Produkte müssen sich leichter recyceln lassen

Einfach alle Plastikverpackungen durch Aluminiumverpackungen auszutauschen ist definitiv nicht die Lösung. Theoretisch hat Aluminium aber das Potential, nachhaltig zu werden. Die Industrie muss dafür Produkte so designen, dass sie sich leichter recyceln lassen. Das bedeutet, sie müssen aus möglichst wenigen Legierungen bestehen, die sich leicht voneinander trennen lassen. In der Wissenschaft gibt es viele Ansätze auch Schrotthaufen mit verschiedenen Legierungen zu trennen. Unter anderem wird an Verfahren mit Röntgenfluoreszenz, Röntgentransmission, Laserinduzierter Plasma-Spektroskopie und Neutronen-Aktivierungsanalysen geforscht.

Andere Wissenschaftler und Wissenschaftlerinnen wollen Recycling-Aluminium nicht durch Einschmelzen gewinnen und dadurch sowohl den Materialverlust vermeiden, als auch den Energieverbrauch deutlich verringern. Im sogenannten Solid-State-Recycling werden Aluminium-Späne durch hohen Druck zu einem neuen Bauteil geformt. Zwar besteht dann immer noch das Problem, dass sich ein Mix aus verschiedenen Legierungen nicht für jede Verwendung eignet.
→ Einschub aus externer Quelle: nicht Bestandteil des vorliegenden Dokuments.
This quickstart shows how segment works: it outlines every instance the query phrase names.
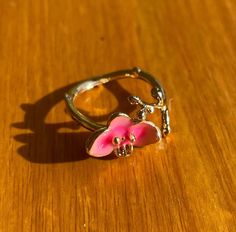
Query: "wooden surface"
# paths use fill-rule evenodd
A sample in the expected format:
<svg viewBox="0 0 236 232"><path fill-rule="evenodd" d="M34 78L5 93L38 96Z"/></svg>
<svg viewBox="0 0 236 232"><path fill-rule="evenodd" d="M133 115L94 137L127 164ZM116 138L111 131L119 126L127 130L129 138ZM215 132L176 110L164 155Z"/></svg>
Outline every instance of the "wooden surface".
<svg viewBox="0 0 236 232"><path fill-rule="evenodd" d="M236 231L234 0L0 1L0 231ZM126 159L85 154L65 113L78 80L139 66L173 133ZM120 82L78 99L132 110Z"/></svg>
Aber da das Aluminium nicht nochmal eingeschmolzen wird, geht zumindest kein Material verloren und es kann bis zu 93 Prozent der Energie, die beim Recycling-Prozess benötigt wird, eingespart werden.
Darüber hinaus muss die Energiewende vorangetrieben werden, damit bei der energieintensiven Aufbereitung und Produktion von Aluminium weniger CO2-Äquivalente frei werden.